O segredo ainda é acreditar
Alguns acontecimentos são capazes de quebrar normalidades e inverter conceitos. Vejamos o caso do Flamengo no ciclo 2019-2020: mágico por um lado — e por isso inesquecível —, aquele histórico time tirou do torcedor rubro-negro a capacidade de enxergar a beleza presente nas entrelinhas do futebol. Depois de Jorge Jesus, tão iluminado que se faz sombra, o que antes era sonho passou a ser visto como obrigação. Daí a constante sensação de que sempre falta algo, ainda que as temporadas seguintes tenham resultado em outra Libertadores, mais um Campeonato Brasileiro, uma Copa do Brasil, uma Supercopa, dois Estaduais e a contínua presença nas disputas pelas primeiras posições.
Na linha tênue entre valorizar cada feito ou se contentar com pouco, o Flamengo se perdeu. Tanto assim que o atual treinador, Tite, chegou a ser criticado por comemorar a importante e sofrida vitória sobre o Atlético Goianiense, por 2 a 1, na abertura do Brasileirão de 2024. Àquela altura, mais do que os três pontos, foi apontada por boa tarde da torcida a atuação abaixo da média, que de fato aconteceu. O que muita gente se esquece é de que, numa competição de pontos corridos, os três pontos da primeira rodada valem tanto quanto os da última.
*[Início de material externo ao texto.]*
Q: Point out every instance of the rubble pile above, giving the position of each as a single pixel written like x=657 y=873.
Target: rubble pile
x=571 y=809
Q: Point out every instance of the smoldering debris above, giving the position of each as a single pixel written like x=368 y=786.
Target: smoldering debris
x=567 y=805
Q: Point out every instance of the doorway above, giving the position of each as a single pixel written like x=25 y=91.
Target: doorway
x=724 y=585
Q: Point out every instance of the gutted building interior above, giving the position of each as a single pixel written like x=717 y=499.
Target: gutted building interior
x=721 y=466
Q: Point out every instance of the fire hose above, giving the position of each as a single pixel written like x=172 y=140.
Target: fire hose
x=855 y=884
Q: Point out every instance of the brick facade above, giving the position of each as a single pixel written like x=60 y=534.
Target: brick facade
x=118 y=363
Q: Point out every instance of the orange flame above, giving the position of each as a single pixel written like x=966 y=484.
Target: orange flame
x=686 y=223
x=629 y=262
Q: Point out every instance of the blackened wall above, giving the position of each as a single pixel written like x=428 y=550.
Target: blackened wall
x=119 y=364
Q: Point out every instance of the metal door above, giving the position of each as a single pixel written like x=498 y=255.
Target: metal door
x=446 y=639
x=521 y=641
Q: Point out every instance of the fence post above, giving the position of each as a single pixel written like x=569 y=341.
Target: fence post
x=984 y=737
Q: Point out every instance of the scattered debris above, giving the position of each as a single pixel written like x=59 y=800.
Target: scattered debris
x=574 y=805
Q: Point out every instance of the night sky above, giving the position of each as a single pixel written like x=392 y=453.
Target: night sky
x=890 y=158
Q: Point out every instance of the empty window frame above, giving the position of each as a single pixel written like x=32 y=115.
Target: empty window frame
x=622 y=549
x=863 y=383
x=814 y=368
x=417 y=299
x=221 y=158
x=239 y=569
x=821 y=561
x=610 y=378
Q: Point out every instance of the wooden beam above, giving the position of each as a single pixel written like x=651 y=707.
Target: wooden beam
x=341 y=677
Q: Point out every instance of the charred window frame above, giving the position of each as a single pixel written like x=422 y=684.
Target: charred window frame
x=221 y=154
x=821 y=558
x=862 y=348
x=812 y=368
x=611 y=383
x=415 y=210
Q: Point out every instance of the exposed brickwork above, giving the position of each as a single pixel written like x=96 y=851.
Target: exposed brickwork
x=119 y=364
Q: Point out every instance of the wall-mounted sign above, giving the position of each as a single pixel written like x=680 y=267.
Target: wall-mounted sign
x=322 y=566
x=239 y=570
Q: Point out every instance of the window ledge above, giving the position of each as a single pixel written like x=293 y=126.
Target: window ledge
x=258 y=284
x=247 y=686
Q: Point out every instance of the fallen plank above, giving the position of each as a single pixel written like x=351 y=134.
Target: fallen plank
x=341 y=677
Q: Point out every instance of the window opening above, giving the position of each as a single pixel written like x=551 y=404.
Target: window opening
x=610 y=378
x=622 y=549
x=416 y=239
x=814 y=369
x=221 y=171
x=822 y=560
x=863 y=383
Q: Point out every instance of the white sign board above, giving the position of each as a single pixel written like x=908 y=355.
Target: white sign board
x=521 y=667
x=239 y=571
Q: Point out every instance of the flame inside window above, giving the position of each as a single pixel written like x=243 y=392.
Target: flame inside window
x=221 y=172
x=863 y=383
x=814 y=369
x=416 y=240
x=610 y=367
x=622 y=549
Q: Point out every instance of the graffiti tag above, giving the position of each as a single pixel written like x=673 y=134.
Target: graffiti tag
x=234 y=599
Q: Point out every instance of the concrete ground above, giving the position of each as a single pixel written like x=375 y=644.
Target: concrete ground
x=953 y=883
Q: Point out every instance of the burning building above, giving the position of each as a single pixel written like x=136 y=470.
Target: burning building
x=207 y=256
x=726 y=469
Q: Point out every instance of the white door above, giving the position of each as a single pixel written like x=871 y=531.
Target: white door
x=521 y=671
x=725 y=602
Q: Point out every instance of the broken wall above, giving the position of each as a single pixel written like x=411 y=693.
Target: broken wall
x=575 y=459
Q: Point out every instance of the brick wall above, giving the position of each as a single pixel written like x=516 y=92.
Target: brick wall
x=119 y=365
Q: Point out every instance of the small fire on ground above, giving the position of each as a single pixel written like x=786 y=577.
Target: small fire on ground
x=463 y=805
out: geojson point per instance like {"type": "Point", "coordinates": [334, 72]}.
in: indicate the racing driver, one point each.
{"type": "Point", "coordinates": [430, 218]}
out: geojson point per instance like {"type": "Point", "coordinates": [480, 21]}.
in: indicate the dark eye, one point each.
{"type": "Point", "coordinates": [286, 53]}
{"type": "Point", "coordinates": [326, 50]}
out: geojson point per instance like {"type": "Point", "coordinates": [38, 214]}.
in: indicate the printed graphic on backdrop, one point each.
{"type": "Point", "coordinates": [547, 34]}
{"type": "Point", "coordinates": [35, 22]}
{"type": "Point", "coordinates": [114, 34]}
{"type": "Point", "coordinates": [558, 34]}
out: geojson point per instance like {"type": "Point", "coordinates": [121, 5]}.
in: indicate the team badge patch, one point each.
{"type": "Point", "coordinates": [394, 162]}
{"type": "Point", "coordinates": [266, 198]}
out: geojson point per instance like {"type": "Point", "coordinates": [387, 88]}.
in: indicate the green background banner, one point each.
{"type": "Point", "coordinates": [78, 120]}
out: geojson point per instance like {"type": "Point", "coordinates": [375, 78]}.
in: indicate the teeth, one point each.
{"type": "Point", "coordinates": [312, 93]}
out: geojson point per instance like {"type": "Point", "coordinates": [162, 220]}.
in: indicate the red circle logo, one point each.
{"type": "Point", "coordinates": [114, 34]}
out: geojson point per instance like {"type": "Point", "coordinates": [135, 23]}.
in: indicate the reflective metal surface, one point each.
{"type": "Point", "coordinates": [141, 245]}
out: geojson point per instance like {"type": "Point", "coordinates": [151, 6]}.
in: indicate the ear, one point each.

Em meio à crise de identidade rubro-negra, nada como jogos épicos para lembrar que não se muda da noite para o dia uma essência de quase 130 anos. Não bastasse o recente gol de empate contra o Athletico Paranaense, os acréscimos do segundo tempo ainda reservariam outro momento de êxtase e festa na favela. Apenas quatro dias depois, a vitória sobre o Bahia também foi com a cara daquele Flamengo lá de trás: o da raça, que a gente conheceu e aprendeu a amar.
Além dos quatro pontos e da liderança na classificação, os gols de cabeça do jovem Évertton Araújo, domingo (16), e do veterano David Luiz, na quinta-feira (20), proporcionaram o reencontro da Magnética Nação com uma mística por vezes esquecida: desde 1895, quem é Flamengo acredita mais do que os outros. Viva Valido, salve Rondinelli, gratidão a Pekovic; obrigado, Gabigol. Não esqueçamos também das improváveis cestas de Algodão, Guguta, Oscar e Marcelinho; das mágicas acrobacias de Danielle, Diego, Jade e Rebeca; das vibrantes braçadas de Maria Lenk, Xuxa, Patrícia e Ricardo Prado; das incansáveis remadas de José Agostinho, Mario, Nestor, Augusto, José Félix e Laport. Por mais lindos que sejam os triunfos e títulos com vantagem e tranquilidade, a maior glória do Flamengo sempre foi lutar.